Si possono strappare i figli ai genitori, mentre vengono riconosciuti i figli di uteri affittati a coppie omosessuali. Ci si strappa le vesti in Parlamento per non aver ancora legiferato su quello che ci vorrebbero far credere vera conquista di civiltà: “la morte fai da te”
Sembra d’improvviso che tutto quello che è stato sin qui non abbia più senso e la storia stessa dell’umanità debba finalmente fare i conti col risveglio di forme nuove di conoscenza e, soprattutto, coscienza.
“E’ il progressismo, bellezza!”, apostrofano gli oracoli dell’evo moderno. E guai a chi si scandalizza! Guai anche solo a balbettare un “sì, ma veramente ….” che ci si ritrova ghettizzati in un arcaico e incivile concetto del vivere. Il vissuto millenario della civiltà umana stravolto di colpo, gettato due volte alle spalle: una prima volta dal naturale incedere del tempo, la seconda dall’innaturale incedere della superbia.
E sì, perché non vi è altra spiegazione: l’uomo che crede di potersi fare Dio di se stesso. Due grandi macigni lo schiacciano: la superbia della ragione, che lo fa orgoglioso negatore del cielo e il peso della materia, che lo fa schiavo della concupiscenza. Per entrambi arrogante e abbrutito, nel carcere delle cose finite!
Tutto questo per giunta – grottesca ironia della sorte – nel paradosso di un un’epoca di ostentata vocazione ambientalista, neo-positivista in cui il pene non è altro che una vagina estroflessa e la differenziazione dei sessi si fonda genderisticamente, sulla volontà e il desiderio dell’individuo, prima ancora che sulla natura.
E tutto questo, ancora una volta, in uno sconcertante quadro di tragicomicità mediatica che si supera e rinnova incessantemente, al di là di ogni possibile immaginazione.
E’ degli ultimi giorni la cronaca ipocrita della risoluta azione di contrasto della tivvù spazzatura, rinnovata da Paola Perego con lo scandaloso intrattenimento sulle "zoccolosità russofone” più intraprendenti e determinate di quelle nostrane.

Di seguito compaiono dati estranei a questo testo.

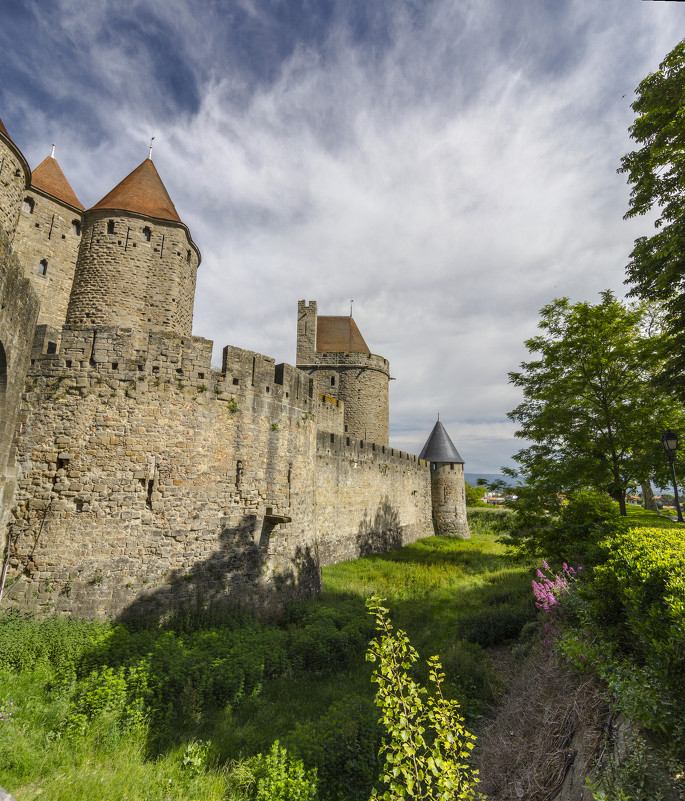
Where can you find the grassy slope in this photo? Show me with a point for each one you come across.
(439, 590)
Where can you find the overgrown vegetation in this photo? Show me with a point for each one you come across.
(192, 708)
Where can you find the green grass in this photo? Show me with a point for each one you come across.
(239, 685)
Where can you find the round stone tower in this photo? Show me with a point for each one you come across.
(15, 178)
(137, 262)
(333, 351)
(448, 491)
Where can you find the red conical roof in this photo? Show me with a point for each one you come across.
(142, 192)
(49, 178)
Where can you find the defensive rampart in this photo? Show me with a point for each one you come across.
(147, 480)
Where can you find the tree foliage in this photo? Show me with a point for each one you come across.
(474, 495)
(656, 170)
(590, 407)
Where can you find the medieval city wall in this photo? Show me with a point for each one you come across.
(18, 314)
(360, 380)
(370, 498)
(15, 177)
(147, 480)
(49, 232)
(134, 272)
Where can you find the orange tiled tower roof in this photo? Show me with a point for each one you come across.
(339, 335)
(49, 178)
(141, 192)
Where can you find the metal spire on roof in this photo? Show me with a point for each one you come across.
(439, 447)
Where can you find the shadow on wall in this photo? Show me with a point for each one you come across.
(239, 575)
(382, 533)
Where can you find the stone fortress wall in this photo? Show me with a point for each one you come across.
(15, 178)
(359, 379)
(47, 242)
(18, 315)
(135, 476)
(134, 272)
(147, 479)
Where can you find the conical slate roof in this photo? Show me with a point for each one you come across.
(439, 447)
(339, 335)
(142, 192)
(49, 178)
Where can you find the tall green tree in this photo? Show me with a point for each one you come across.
(590, 407)
(656, 171)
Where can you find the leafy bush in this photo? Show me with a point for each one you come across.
(342, 745)
(416, 767)
(628, 626)
(494, 625)
(574, 527)
(284, 778)
(486, 519)
(26, 642)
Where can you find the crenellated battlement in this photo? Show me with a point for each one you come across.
(343, 445)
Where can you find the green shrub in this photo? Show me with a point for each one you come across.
(343, 746)
(486, 519)
(572, 529)
(629, 627)
(284, 778)
(428, 768)
(495, 625)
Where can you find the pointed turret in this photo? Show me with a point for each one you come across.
(333, 351)
(448, 491)
(49, 179)
(15, 176)
(439, 447)
(141, 192)
(137, 264)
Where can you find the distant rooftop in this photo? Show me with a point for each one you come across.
(142, 192)
(339, 335)
(439, 447)
(49, 178)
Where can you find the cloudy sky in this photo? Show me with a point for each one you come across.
(449, 165)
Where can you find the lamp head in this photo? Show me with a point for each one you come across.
(670, 442)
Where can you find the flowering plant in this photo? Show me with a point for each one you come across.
(6, 711)
(548, 590)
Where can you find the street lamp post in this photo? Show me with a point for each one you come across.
(670, 442)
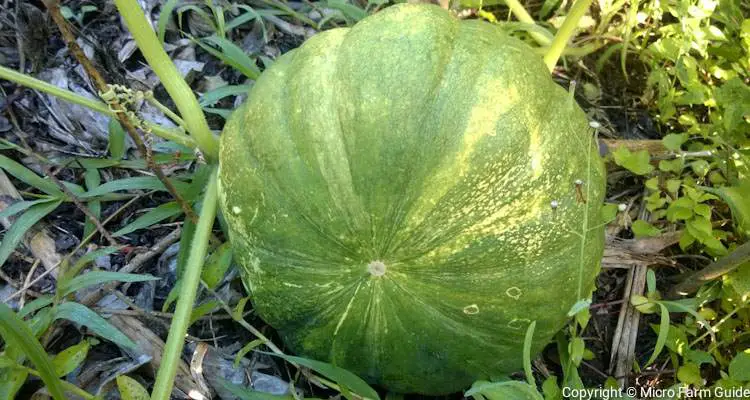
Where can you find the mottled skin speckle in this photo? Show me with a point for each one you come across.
(436, 148)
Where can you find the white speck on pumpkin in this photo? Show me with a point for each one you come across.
(514, 292)
(376, 268)
(518, 323)
(471, 309)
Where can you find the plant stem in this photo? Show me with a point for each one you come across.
(565, 33)
(520, 12)
(66, 385)
(127, 123)
(170, 77)
(188, 288)
(30, 82)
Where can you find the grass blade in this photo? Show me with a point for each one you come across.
(86, 259)
(158, 214)
(83, 315)
(250, 394)
(130, 389)
(135, 183)
(230, 54)
(16, 208)
(213, 96)
(29, 177)
(14, 235)
(16, 333)
(527, 353)
(93, 180)
(71, 358)
(663, 332)
(164, 15)
(35, 305)
(334, 373)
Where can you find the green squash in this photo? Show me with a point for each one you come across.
(407, 195)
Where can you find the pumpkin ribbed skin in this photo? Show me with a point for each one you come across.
(388, 193)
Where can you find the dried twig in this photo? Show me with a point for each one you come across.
(134, 264)
(724, 265)
(101, 85)
(626, 333)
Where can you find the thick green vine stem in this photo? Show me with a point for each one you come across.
(188, 288)
(566, 31)
(170, 77)
(174, 135)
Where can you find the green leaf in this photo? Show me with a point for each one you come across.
(609, 212)
(737, 199)
(700, 167)
(250, 394)
(164, 15)
(637, 163)
(29, 177)
(97, 277)
(152, 217)
(84, 261)
(117, 135)
(230, 54)
(579, 306)
(172, 296)
(11, 382)
(576, 348)
(527, 341)
(69, 359)
(93, 180)
(82, 315)
(675, 165)
(507, 390)
(217, 265)
(17, 207)
(16, 333)
(350, 11)
(14, 235)
(130, 389)
(690, 374)
(35, 305)
(661, 340)
(551, 389)
(202, 310)
(680, 209)
(334, 373)
(642, 228)
(212, 97)
(739, 367)
(246, 349)
(134, 183)
(739, 280)
(673, 185)
(651, 281)
(699, 357)
(700, 228)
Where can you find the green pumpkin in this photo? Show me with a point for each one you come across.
(405, 196)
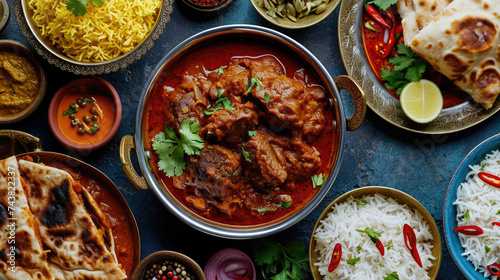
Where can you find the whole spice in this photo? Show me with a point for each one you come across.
(469, 230)
(336, 256)
(411, 243)
(490, 179)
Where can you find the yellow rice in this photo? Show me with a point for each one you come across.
(103, 33)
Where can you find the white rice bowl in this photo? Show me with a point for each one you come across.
(385, 216)
(483, 203)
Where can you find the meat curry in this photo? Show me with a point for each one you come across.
(265, 133)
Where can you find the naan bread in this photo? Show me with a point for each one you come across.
(79, 250)
(21, 251)
(416, 14)
(462, 42)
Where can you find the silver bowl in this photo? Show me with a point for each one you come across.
(54, 56)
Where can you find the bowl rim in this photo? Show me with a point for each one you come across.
(28, 54)
(475, 156)
(385, 191)
(318, 19)
(158, 255)
(196, 221)
(90, 68)
(54, 105)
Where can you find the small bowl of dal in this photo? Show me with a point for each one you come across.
(94, 39)
(22, 82)
(389, 216)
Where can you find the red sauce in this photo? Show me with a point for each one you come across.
(452, 95)
(213, 56)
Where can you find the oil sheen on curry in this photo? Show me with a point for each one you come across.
(257, 127)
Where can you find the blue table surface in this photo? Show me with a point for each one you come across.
(376, 154)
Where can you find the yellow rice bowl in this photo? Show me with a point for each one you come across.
(104, 33)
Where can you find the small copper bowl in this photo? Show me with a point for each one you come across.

Nulla però si dice della necessità di disinfestazione del piccolo schermo degli italiani, morbosamente infestato, da anni, dai piagnisteimariadefilippiani, piuttosto che dagli improbabili tribunali palombelliani o dai giulivi ochismi dursiani (per non parlare dei talenti delle vertiginose danze notturne sotto le stelle o delle sconsiderate performances di preadolescenti con genitore incorporato, a cura dell’ingombrante regina del sabato italiano post moderno, Antonella Clerici).

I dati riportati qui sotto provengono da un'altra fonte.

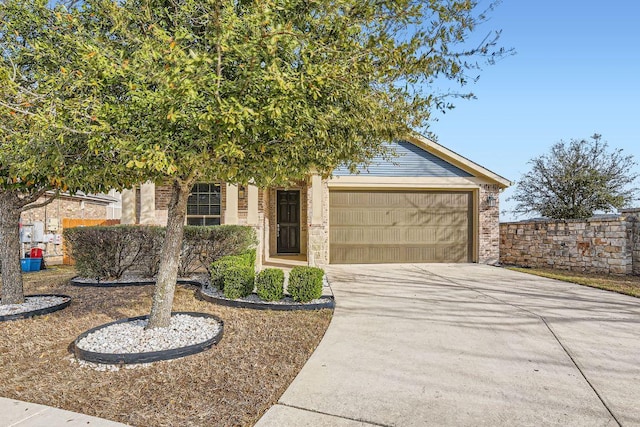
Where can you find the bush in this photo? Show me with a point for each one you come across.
(204, 245)
(270, 284)
(238, 281)
(305, 283)
(220, 266)
(107, 252)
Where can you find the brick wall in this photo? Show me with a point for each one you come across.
(599, 245)
(318, 246)
(59, 209)
(489, 228)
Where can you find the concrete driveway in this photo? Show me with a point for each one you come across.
(444, 344)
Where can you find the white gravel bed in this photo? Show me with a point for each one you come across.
(32, 304)
(132, 337)
(254, 298)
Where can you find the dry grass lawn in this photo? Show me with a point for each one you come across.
(628, 285)
(234, 383)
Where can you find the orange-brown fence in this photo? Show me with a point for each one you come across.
(73, 222)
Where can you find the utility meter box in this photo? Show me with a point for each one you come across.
(38, 232)
(53, 224)
(25, 233)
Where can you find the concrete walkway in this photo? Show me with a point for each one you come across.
(22, 414)
(417, 345)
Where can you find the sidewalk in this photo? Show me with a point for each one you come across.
(23, 414)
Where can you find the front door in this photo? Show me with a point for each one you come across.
(288, 227)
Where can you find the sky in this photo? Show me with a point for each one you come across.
(576, 72)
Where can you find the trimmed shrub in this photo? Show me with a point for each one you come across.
(107, 252)
(204, 245)
(220, 266)
(305, 283)
(270, 284)
(238, 281)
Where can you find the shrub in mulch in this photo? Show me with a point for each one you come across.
(219, 267)
(203, 245)
(270, 284)
(305, 283)
(110, 252)
(238, 281)
(103, 252)
(232, 384)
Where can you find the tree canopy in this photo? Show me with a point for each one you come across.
(577, 179)
(47, 123)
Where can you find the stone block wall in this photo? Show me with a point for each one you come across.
(633, 218)
(489, 229)
(598, 245)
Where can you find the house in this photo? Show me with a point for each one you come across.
(429, 204)
(42, 227)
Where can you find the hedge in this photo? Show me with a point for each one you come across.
(109, 252)
(270, 284)
(238, 281)
(305, 283)
(220, 266)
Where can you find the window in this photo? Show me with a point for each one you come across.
(203, 206)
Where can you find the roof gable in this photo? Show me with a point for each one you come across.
(410, 160)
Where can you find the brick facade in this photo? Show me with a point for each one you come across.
(607, 245)
(272, 214)
(318, 244)
(52, 216)
(489, 225)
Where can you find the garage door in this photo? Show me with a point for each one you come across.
(400, 226)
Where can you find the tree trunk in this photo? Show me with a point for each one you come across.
(170, 257)
(10, 208)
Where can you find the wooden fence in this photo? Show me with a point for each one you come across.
(73, 222)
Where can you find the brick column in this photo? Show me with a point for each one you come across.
(148, 203)
(128, 207)
(231, 208)
(489, 224)
(318, 221)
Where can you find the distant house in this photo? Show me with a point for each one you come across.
(429, 204)
(42, 227)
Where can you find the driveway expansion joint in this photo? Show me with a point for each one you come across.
(544, 321)
(373, 423)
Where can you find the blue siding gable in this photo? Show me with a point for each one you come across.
(410, 161)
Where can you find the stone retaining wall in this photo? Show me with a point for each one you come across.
(599, 245)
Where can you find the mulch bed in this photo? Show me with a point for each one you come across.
(233, 383)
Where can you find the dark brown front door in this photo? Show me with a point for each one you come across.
(288, 221)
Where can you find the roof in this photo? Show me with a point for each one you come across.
(96, 198)
(458, 160)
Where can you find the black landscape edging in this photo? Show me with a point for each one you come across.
(147, 357)
(77, 281)
(40, 311)
(265, 305)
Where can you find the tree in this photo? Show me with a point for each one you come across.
(576, 179)
(47, 124)
(264, 91)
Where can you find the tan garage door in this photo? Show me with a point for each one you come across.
(400, 226)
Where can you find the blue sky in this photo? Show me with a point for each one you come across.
(576, 72)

Ma per fortuna c’è di che compiacersi perché “L’Italia è gaia!“. Parola di Francesca Vecchioni, 41 anni, figlia del cantautore Roberto, madre di due bambine avute con l’ex compagna Alessandra, fondatrice di Diversity, che a Milano presenta il «Diversity Media Report», la più grande ricerca sulla rappresentazione di tematiche e persone lgbt (lesbiche, gay, bisessuali e trasgender, per chi non conoscesse il vezzoso acronimo) nei media italiani.

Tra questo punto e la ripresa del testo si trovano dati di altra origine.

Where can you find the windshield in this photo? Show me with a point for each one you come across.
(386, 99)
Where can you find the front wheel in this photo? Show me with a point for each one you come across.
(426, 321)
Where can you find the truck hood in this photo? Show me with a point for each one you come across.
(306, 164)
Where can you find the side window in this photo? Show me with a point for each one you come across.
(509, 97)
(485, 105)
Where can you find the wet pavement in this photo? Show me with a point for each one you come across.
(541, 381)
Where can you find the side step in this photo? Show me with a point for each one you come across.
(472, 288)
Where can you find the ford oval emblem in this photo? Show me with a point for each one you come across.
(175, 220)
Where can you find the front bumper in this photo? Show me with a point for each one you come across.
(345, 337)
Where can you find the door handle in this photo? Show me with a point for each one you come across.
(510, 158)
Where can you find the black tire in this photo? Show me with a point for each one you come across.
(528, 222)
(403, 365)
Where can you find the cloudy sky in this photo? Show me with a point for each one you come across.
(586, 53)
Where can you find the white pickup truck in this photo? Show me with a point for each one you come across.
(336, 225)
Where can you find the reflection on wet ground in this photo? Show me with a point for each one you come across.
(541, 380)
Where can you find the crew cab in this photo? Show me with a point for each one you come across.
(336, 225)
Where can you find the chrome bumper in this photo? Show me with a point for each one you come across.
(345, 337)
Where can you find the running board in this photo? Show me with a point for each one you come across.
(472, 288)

C’è davvero da interrogarsi con gran serietà su chi siamo noi di questo secolo, per arrogarci il diritto di essere giudici dell’umanità con tanta presunzione e a dispetto della storia e dell’esperienza secolare delle generazioni che ci hanno preceduto!
Io non ci sto. Sarà che sono catto-comunista, anticlericale e amico dei preti spersi nelle periferie metropolitane di tutto il mondo, ma quello che accade in quest’epoca fosca, proprio non mi va giù.
“Stiamo perdendo il senso del limite, stiamo allevando mostri geneticamente modificati, siamo in piena frenesia di dismisura, vogliamo abbattere i confini tra sessi, limiti d’età e di natura, popoli e desideri. Se ha ragione Schopenhauer, è la natura che sta decidendo di farla finita e si serve della sterilità diffusa, delle pulsioni di morte e di autodistruzione, della stessa omosessualità elevata a modello di vita, per portare all’estinzione l’umanità”.